Name: Tennessee Tavern
Contact: 1554 Queen St. W., 416-535-7777, @tennesseetavern
Neighbourhood: Parkdale
Owners: Grant van Gameren (Bar Isabel, Bar Raval, Harry’s, El Rey, PrettyUgly), Max Rimaldi (Pizzeria Libretto), Alec Colyer
Chef: Brett Howson (Parlor Foods and Co.)

The food

A menu that travels from the Baltics to the Balkans, stopping in just about every Slavic-speaking nation along the way. While some plates are straight-up traditional, including the goulash and schnitzel, others—like ćevapčići (Bosnia’s national dish) or the cabbage rolls—stray from babcia’s recipes. (Also: a corn dog.)

A couple of gigantic pretzels ($7.95 each) are flanked by a duo of mixed pepperette cups ($9 each).


The most interesting pepperette to come out of the cup.


This cucumber salad is topped with feta cream, sumac and dill. $7.95.
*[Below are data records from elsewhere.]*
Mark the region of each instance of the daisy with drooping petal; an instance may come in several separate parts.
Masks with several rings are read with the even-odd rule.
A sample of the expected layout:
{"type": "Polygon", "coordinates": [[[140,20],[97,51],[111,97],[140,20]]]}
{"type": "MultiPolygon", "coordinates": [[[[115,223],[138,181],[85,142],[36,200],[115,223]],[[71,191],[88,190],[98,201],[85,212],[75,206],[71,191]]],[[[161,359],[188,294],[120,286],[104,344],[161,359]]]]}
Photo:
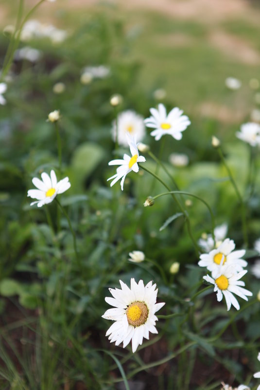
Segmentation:
{"type": "Polygon", "coordinates": [[[240,128],[240,132],[237,131],[236,135],[251,146],[260,145],[260,125],[253,122],[244,123],[240,128]]]}
{"type": "Polygon", "coordinates": [[[211,274],[203,277],[208,282],[215,285],[214,291],[217,292],[217,299],[218,302],[222,300],[223,295],[225,297],[227,310],[229,310],[231,305],[239,310],[240,306],[233,294],[238,295],[241,298],[248,300],[247,297],[251,297],[253,294],[251,291],[243,288],[241,286],[244,286],[244,282],[239,279],[241,279],[247,271],[244,270],[237,273],[236,268],[231,265],[218,266],[217,269],[214,269],[211,274]]]}
{"type": "Polygon", "coordinates": [[[205,252],[210,252],[214,248],[218,248],[226,238],[227,233],[227,224],[223,223],[222,225],[216,226],[214,229],[215,244],[212,235],[206,233],[203,233],[203,236],[199,240],[198,243],[205,252]]]}
{"type": "Polygon", "coordinates": [[[216,249],[209,253],[203,253],[200,256],[198,262],[200,267],[207,267],[209,271],[217,270],[222,264],[233,265],[237,272],[242,271],[243,267],[247,265],[247,262],[241,258],[245,253],[244,249],[234,251],[236,245],[233,240],[226,239],[216,249]]]}
{"type": "Polygon", "coordinates": [[[65,192],[70,186],[68,177],[57,182],[57,178],[53,169],[51,171],[51,176],[43,172],[41,178],[42,181],[37,177],[34,177],[32,181],[37,189],[29,189],[27,196],[37,200],[32,202],[31,206],[36,203],[38,207],[40,207],[43,204],[51,203],[58,194],[65,192]]]}
{"type": "Polygon", "coordinates": [[[144,163],[145,158],[143,156],[139,156],[139,152],[137,148],[136,142],[136,136],[134,137],[131,136],[129,133],[126,134],[127,142],[130,147],[130,151],[132,157],[130,157],[128,154],[125,153],[123,155],[123,160],[112,160],[108,163],[108,165],[120,165],[117,168],[117,173],[115,175],[109,177],[107,181],[114,180],[110,183],[110,187],[114,186],[118,180],[121,179],[121,189],[123,189],[123,183],[125,176],[129,172],[133,170],[134,172],[137,172],[139,170],[139,167],[138,163],[144,163]]]}
{"type": "Polygon", "coordinates": [[[113,122],[112,134],[114,140],[116,140],[117,136],[117,141],[120,145],[127,146],[127,140],[125,136],[127,132],[132,137],[136,136],[137,142],[141,141],[145,134],[143,117],[130,110],[121,112],[118,115],[117,121],[113,122]]]}
{"type": "Polygon", "coordinates": [[[144,120],[147,127],[155,129],[151,135],[158,141],[163,135],[169,134],[176,140],[182,138],[182,131],[185,130],[191,124],[191,121],[186,115],[182,115],[183,111],[178,107],[174,107],[167,115],[166,109],[161,103],[158,110],[151,108],[150,111],[152,116],[144,120]]]}
{"type": "MultiPolygon", "coordinates": [[[[258,356],[257,357],[257,358],[258,359],[258,360],[260,362],[260,352],[258,354],[258,356]]],[[[260,378],[260,371],[259,371],[258,372],[256,372],[255,374],[254,374],[254,378],[260,378]]],[[[257,390],[260,390],[260,385],[258,386],[258,388],[257,389],[257,390]]]]}
{"type": "Polygon", "coordinates": [[[3,96],[3,93],[4,93],[7,89],[7,86],[5,83],[0,83],[0,104],[3,106],[6,103],[6,100],[3,96]]]}
{"type": "Polygon", "coordinates": [[[149,338],[149,332],[158,333],[155,327],[158,318],[155,313],[165,305],[156,303],[158,289],[150,281],[144,286],[142,280],[138,284],[134,278],[131,279],[131,288],[120,280],[121,290],[109,289],[114,297],[106,297],[105,301],[114,307],[109,309],[102,316],[104,318],[115,322],[110,326],[105,335],[110,343],[116,345],[123,343],[125,348],[132,340],[132,349],[135,352],[141,345],[143,338],[149,338]]]}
The assorted pickle plate includes mouth-puckering beets, carrots, tomatoes (green and red), and onions. There’s sauerkraut and dill pickles, too. $10.95.


Boiled eggs crowned with kielbasa, dill pickle and grainy mustard. $4.95.
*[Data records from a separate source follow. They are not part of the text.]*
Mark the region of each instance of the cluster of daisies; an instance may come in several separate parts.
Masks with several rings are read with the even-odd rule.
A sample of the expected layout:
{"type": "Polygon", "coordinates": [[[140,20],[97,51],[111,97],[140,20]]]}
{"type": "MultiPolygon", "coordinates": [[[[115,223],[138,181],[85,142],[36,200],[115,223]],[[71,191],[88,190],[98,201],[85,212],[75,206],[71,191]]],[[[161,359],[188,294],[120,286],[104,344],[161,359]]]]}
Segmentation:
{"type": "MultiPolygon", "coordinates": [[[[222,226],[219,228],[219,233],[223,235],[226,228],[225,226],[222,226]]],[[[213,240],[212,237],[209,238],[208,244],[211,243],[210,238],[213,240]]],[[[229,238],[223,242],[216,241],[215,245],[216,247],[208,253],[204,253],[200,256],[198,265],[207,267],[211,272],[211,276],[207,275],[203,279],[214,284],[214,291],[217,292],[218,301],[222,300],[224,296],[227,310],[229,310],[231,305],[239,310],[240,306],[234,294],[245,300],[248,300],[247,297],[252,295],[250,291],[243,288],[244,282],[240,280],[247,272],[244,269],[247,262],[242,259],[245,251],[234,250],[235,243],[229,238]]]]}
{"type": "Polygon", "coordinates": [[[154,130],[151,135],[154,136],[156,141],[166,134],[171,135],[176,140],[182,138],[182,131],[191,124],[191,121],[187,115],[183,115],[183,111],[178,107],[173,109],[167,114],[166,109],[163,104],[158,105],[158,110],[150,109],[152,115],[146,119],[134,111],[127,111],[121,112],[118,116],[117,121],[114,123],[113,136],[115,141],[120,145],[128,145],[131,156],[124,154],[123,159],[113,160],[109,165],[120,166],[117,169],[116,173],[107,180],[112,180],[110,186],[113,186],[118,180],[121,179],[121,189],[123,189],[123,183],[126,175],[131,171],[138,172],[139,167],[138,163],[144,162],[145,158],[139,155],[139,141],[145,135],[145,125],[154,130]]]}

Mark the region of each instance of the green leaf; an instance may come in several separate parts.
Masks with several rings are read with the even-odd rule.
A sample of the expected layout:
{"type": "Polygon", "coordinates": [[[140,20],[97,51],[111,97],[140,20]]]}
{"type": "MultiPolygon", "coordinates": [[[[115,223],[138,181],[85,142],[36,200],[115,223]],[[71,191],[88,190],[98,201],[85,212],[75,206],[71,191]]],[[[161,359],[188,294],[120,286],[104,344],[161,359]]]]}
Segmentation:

Cheddar potato pierogies. $11.95 for 12. Photograph by Caroline Aksich


Tennessee’s ćevapčići are made with straight-up beef. These skinless sausages are typically made with a mix of meats—some folks from the Balkans have called blasphemy on these all-beef links. “Everyone always thinks their version of something is the best,” says Colyer. “Ultimately, we’re a Canadian tavern, so we aren’t beholden to any one way of making something.” $11.95.


The cabbage rolls went through a bunch of recipe testing as van Gameren worked his way through the different variants before settling on his favourite, the super-saucy Croatian kind. $12.95 for two.


Why order a basket of fries when you can order a basket of sausages? $10.95.


The smoked fish plate comes with eel, salmon, trout and mackerel. $27.95.


Servers affectionately refer to the Tennessee Platter as “the pile”; it comes with two giant veal schnitzels, debrecener sausage (a paprika-spiced pork sausage), smoked pork loin, ćevapi, dill pickles, hard-boiled eggs, sauerkraut and carrot salad. $39.95.


A spread.


Chef Howson.
The drinks

The extensive wine card is dedicated to cold-climate grapes. “Basically, I only chose bottles from cabbage-eating countries,” Colyer says. (Even the French and Italian offerings are from the Alpine regions.) Beers—and there are a whole bunch on offer including a dozen rotating draughts—are mostly hyper-local brews from the likes of Blood Brothers and Bellwoods. There’s also a super-short cocktail menu and a much-lengthier whiskey list.

On the Money: brandy, Byrrh and Cointreau. $13.


Don’t Mention the War: gin, elderflower liqueur, lemon and soda. $13.


And of course, there are Eastern European fruit brandies (rakija) on offer, because you can’t start a feast here without a few shots.


The space

The 88-seat restaurant is decked out in an eclectic assortment of antiques, including rocking horses, taxidermy and oversized birdcages. The trio of owners rounded up every tchotchke they could find and experimented with whether or not it worked in the cavernous room. And of course there’s custom-made neon signage, like a sausage-eating Pac-Man on the back patio.

The dining room.


Some nooks have been given special names. This area is called the cathedral.


(You can see why it’s called that.)


Van Gameren found this bar, originally built in the late 1800s, in Buffalo; it was originally from a Polish steel workers’ bar.